Kannst du in kurzen Worten zum Schluss noch sagen, was Dir das Reiten bedeutet?
Günther: Für mich ist Reiten eine faszinierende Art, mit der Natur zu arbeiten, Körper und Geist zu schulen und Bewegung im Einklang mit einem Partner zu erleben. Allerdings ist dafür eine sehr edle innere Haltung nötig, denn allzu leicht kann die Arbeit mit dem Pferd abrutschen in einen Missbrauch durch egoistisches Vorgehen, Machtmissbrauch oder Ausleben der eigenen persönlichen Probleme. Pferde geben uns die Möglichkeit, unsere Persönlichkeit stetig weiterzuentwickeln, denn sie geben Nichts auf Geld, Herkunft, Ansehen, Bestechungen und viele andere Dinge, die in unserer Welt was zählen. Sie reagieren ganz einfach im Hier und Jetzt auf unser persönliches Auftreten und Verhalten.
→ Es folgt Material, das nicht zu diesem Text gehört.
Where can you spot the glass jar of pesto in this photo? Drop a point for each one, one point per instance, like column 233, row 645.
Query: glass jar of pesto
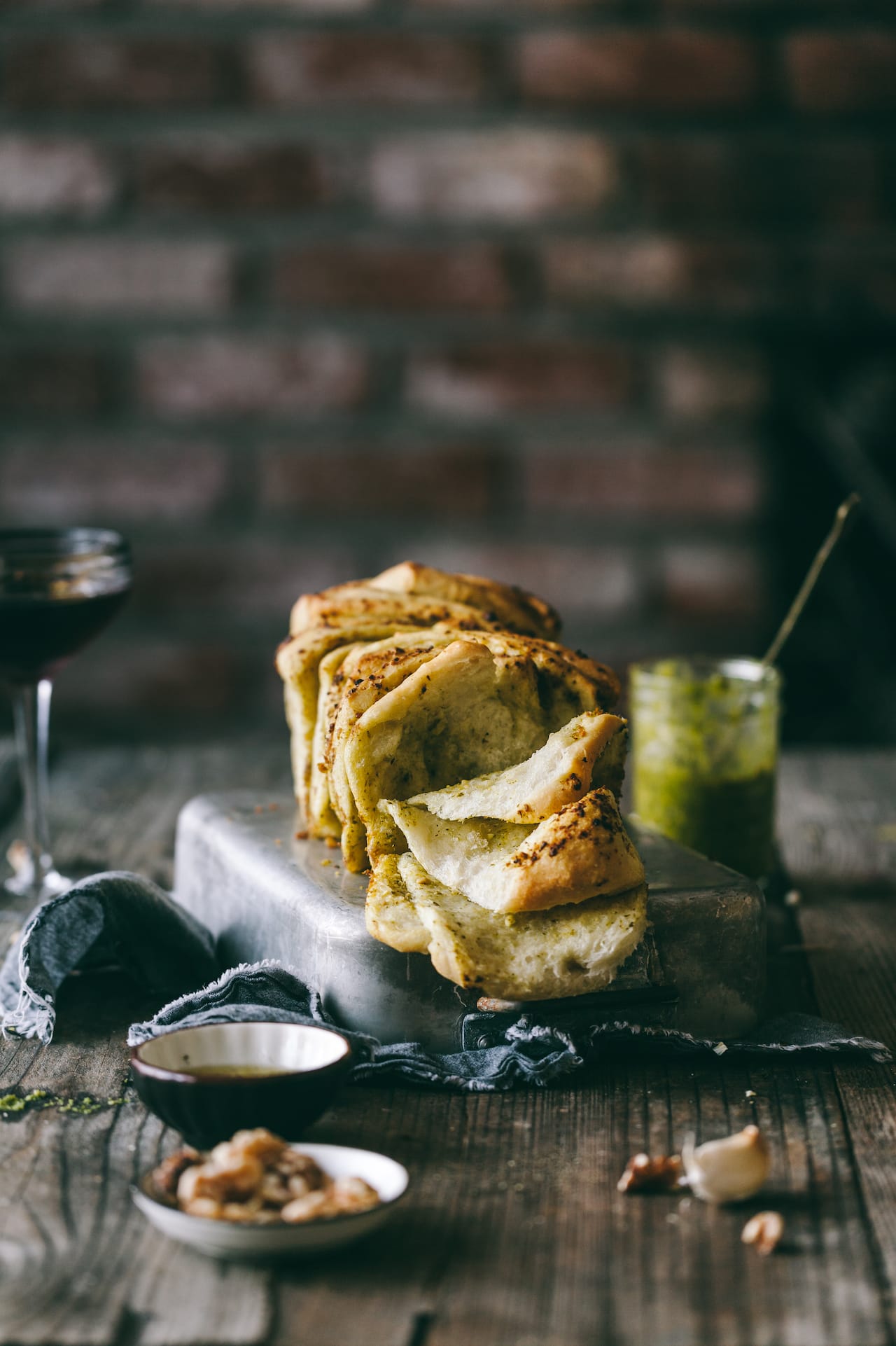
column 706, row 756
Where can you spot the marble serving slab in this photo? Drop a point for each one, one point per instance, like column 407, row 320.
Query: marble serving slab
column 267, row 894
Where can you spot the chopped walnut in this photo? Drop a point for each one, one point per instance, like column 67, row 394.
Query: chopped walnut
column 354, row 1194
column 205, row 1207
column 646, row 1174
column 314, row 1205
column 260, row 1143
column 258, row 1177
column 169, row 1173
column 763, row 1232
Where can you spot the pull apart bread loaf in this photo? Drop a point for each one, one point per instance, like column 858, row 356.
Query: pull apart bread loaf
column 472, row 763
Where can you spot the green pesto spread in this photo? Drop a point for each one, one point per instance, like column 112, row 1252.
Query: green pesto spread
column 706, row 759
column 728, row 820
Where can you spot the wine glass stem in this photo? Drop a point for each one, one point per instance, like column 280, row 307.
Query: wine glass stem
column 31, row 716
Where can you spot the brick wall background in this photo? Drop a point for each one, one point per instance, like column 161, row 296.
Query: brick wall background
column 293, row 290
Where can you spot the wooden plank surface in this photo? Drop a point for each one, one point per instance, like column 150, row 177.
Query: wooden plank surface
column 513, row 1233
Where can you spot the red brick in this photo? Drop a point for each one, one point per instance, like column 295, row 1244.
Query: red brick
column 844, row 70
column 490, row 379
column 392, row 276
column 643, row 70
column 244, row 376
column 52, row 175
column 659, row 271
column 216, row 174
column 118, row 275
column 579, row 581
column 377, row 481
column 54, row 381
column 365, row 69
column 767, row 182
column 242, row 581
column 708, row 384
column 645, row 483
column 712, row 582
column 850, row 280
column 113, row 73
column 112, row 480
column 510, row 174
column 185, row 683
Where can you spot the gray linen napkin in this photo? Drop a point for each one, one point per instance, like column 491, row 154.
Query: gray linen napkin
column 124, row 918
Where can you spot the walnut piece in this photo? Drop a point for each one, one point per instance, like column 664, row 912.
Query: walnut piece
column 167, row 1175
column 258, row 1177
column 643, row 1173
column 763, row 1232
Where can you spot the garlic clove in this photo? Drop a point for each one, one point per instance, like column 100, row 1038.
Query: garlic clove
column 727, row 1170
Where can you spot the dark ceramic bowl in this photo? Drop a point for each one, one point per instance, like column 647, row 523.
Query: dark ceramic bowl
column 174, row 1076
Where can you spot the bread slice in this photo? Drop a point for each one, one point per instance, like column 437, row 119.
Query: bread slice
column 368, row 674
column 484, row 703
column 353, row 604
column 569, row 950
column 322, row 820
column 512, row 606
column 585, row 753
column 463, row 712
column 298, row 660
column 579, row 852
column 391, row 913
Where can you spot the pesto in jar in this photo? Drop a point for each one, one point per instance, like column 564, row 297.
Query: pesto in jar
column 706, row 756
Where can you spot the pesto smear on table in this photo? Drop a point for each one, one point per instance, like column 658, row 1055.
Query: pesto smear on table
column 706, row 747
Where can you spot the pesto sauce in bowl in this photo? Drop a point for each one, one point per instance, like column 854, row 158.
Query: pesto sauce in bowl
column 706, row 757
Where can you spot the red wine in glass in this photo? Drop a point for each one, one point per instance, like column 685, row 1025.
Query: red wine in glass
column 58, row 590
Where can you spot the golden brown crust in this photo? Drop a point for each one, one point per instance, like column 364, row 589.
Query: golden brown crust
column 354, row 604
column 512, row 606
column 579, row 852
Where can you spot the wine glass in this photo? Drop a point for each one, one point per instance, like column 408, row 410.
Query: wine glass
column 58, row 588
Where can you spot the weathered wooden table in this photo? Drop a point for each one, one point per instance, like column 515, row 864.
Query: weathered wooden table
column 513, row 1233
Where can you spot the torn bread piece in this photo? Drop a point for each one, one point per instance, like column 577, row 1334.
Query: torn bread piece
column 579, row 852
column 462, row 714
column 569, row 950
column 587, row 753
column 484, row 703
column 513, row 607
column 298, row 660
column 365, row 677
column 391, row 913
column 322, row 820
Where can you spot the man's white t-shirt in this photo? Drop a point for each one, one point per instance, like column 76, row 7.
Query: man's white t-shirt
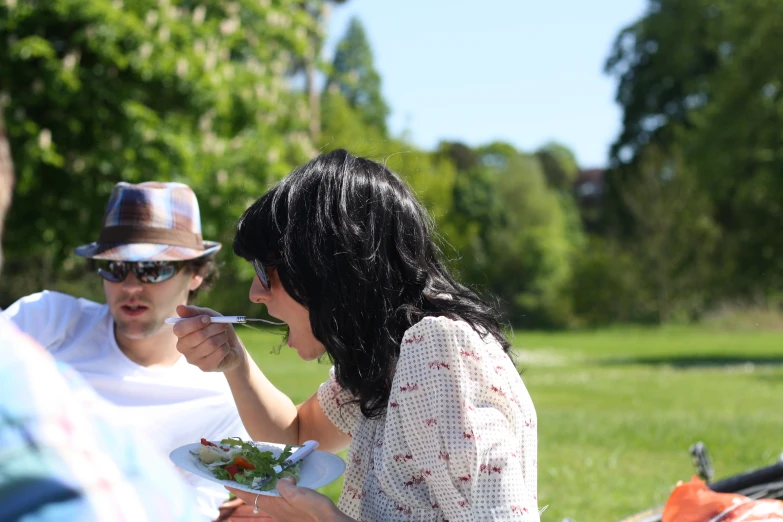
column 174, row 406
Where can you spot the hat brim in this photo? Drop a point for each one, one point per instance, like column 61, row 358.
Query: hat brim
column 144, row 251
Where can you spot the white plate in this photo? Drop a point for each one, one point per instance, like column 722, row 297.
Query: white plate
column 317, row 469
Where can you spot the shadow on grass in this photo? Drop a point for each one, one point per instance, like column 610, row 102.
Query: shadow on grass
column 694, row 361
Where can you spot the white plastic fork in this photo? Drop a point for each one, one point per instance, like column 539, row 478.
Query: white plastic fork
column 301, row 452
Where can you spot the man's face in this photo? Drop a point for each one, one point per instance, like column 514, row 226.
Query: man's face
column 139, row 309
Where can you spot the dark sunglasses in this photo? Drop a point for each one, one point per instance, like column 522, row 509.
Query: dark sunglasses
column 261, row 272
column 150, row 272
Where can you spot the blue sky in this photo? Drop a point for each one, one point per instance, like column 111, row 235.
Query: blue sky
column 513, row 70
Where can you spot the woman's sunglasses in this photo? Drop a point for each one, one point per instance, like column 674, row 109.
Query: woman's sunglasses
column 150, row 272
column 261, row 272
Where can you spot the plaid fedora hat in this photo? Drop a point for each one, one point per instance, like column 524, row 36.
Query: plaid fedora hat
column 150, row 221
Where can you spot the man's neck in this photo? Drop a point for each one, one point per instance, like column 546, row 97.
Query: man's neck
column 159, row 350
Pferde sind ein perfekter Spiegel unseres Verhaltens ihnen gegenüber und damit die perfekten Persönlichkeitstrainer, wenn wir bereit sind in diesen Spiegel zu schauen und alles, was darin abgebildet ist wahrzunehmen und danach zu handeln.
Paschel: „Edel sei der Mensch, hilfreich und gut.“ Mit diesem Zitat von Goethe können wir abschliessen.
Vielen Dank, lieber Thomas, für Worte aus dem Munde eines Pferdeprofis.